Le président Christian Prouzat dont le mandat arrivait au terme, rempile pour un nouveau tour. (Photo C. T.)

Comme le dit l'adage : « Après la pluie, vient le beau temps. » Et le Centre socioculturel et sportif-foyer laïque d'éducation permanente (CSCS-Flep) ne déroge pas à la règle. « On a traversé une tempête en 2011 » , a affirmé le président Christian Prouzat, qui fait référence à la démission brutale de la directrice Chérifa Aliani, « mais on a sauvé le bateau ».

Jeudi 28 juin, l'association a dressé le bilan de l'année à l'occasion de son assemblée générale. Une réunion ordinaire, mais aussi extraordinaire à cause de la modification de plusieurs statuts.

Avec un budget de près de 800 000 € par an, le CSCS-Flep joue un rôle indispensable dans le quartier du Champ-de-Manœuvre où plus de 50 nationalités cohabitent.

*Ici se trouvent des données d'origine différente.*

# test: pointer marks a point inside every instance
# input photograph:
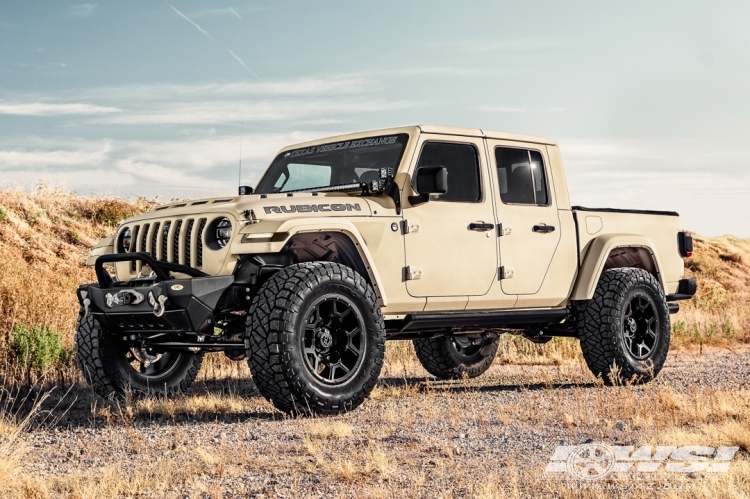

Il mène de nombreuses missions sociales pour que les habitants vivent mieux ensemble, il organise des activités de loisirs et tient une épicerie sociale qui vient en aide aux plus démunis.

Au cours de cette assemblée, il a aussi été question d'établir le bilan financier de la structure. L'année 2012 s'annonce sous les meilleurs auspices, même si le CSCS-Flep enregistre un déficit de 15 000 € que l'on peut expliquer par la baisse des subventions (37 000 € en moins). Mais Michel Buisson, président de la Ligue de l'enseignement, a rassuré Christian Prouzat : « La mairie a été, et sera toujours à vos côtés. »

Le soutien de la mairie

La municipalité de Soyaux continuera à verser 125 000 € à l'association. En plus de cela, le Conseil municipal vient d'accorder une rallonge supplémentaire de 300 000 € au million d'euros déjà engagé pour le futur centre social et culturel. Le bâtiment, dont la livraison est prévue en octobre, est construit sur le site de l'ancienne école Jean-Macé. La mairie espère d'ailleurs qu'il sera baptisé par un autre nom.

Un nouveau directeur

Michel Bernard, le chef de projet, est devenu officiellement le 1er janvier le nouveau directeur de la structure. Ce Bordelais d'origine est arrivé en Charente il y a une dizaine d'années. Il est décrit comme étant très à l'écoute de son personnel.

Une sérénité qui transpire chez tous les responsables, comme par exemple chez Ibtissem Meniaoui. Cette femme est en charge du développement social et culturel du centre. Elle travaille en collaboration avec le Festival du film francophone, la fête des voisins, le cinéma en plein air, et la guinguette buissonnière.

L'espace Gulliver, qui était devenu temporairement le centre névralgique de l'association CSCS-Flep, retrouvera sa place initiale à la rentrée au centre de loisirs. Toute la partie administrative sera transférée sur l'ancien site de l'école Jean-Macé une fois que les travaux seront terminés.